When I arrived for my first shift in nearly a month, smiling and eager and happy to have some hours again, my manager looked confused. "You're uh, you're not on the schedule today," he told me. I told him I was filling in for someone else. He seemed troubled to hear that news. "Well, I don't know if you're still in the system," he said. It began to dawn on me. I was no longer an employee here. I had been fired. Fired without ever being told about it. Fired so sneakily and suddenly that none of my coworkers had even known about it. Fired by this spineless man, standing before me, acting as if me showing up to work four weeks after having been fired was some kind of minor misunderstanding. "Yeah, you're no longer in the system," he said. What a politically correct way to terminate employment. "Didn't we send you some papers?" That lying coward. If "papers" had been sent, why was I greeted with "You're not scheduled to work today," as if I could have possibly thought I was still employed? Why the "let me check the schedule" fake out?

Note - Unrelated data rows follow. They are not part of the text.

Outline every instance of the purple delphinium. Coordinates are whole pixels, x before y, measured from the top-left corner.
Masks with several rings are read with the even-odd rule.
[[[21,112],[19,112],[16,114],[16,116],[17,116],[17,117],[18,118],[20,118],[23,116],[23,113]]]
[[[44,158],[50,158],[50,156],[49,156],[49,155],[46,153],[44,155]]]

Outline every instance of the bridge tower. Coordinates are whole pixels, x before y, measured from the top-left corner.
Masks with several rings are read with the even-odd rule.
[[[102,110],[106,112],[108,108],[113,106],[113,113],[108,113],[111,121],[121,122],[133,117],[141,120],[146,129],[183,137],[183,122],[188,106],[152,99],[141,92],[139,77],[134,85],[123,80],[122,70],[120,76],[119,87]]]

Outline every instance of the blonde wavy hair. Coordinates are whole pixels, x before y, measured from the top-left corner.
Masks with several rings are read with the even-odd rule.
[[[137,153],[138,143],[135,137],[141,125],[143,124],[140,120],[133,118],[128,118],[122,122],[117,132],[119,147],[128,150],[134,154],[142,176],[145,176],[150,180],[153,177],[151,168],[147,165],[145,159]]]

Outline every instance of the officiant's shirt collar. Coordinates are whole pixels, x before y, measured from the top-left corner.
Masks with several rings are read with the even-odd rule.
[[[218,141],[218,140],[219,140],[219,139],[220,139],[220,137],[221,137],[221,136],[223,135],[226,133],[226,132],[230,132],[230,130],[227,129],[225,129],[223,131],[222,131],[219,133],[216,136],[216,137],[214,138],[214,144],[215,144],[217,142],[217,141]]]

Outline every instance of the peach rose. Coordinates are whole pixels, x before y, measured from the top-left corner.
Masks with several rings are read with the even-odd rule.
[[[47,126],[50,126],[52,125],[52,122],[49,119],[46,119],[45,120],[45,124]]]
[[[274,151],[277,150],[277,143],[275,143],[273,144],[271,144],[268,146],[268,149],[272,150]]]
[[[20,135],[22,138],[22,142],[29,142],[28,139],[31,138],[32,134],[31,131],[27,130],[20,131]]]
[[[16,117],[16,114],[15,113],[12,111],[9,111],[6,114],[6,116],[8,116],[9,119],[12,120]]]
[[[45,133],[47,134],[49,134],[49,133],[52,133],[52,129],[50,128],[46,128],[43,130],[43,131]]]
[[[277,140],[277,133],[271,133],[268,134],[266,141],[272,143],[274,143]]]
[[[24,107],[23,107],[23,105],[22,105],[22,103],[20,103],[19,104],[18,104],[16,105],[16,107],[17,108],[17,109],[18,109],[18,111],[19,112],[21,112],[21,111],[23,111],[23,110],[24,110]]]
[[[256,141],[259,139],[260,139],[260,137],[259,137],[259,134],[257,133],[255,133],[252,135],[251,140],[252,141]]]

I called my mom and asked for a ride home, telling her I'd explain why I wasn't working later. I sat down in the middle of the empty dining area - at least I hadn't been lied to about how calm it was during the winter - and waited for my ride. Before long, the main cashier lady spoke up. She was the only person at Joe's who had ever cared about my life or said basic courteous things like, "I hope you feel better soon," about my wisdom teeth and mononucleosis. She asked me if I wanted a sandwich while I waited for my ride. I had never even had one in my four months there, and she was shocked to hear this. "Oh, you gotta have one then. They're really good," she said. I obliged, walked up to the counter, observed the menu, and finally decided upon the roast beef. She not only charged me, but charged me full price.

If I ever find myself with both the desire and the resources to open up a restaurant, I will do so right across the street from Joe's deli and resort to new lows in order to steal their customers. I will do this with no remorse whatsoever.

Anyway, Kay Jewelers seemed like a fine store, and I'd definitely shop there again.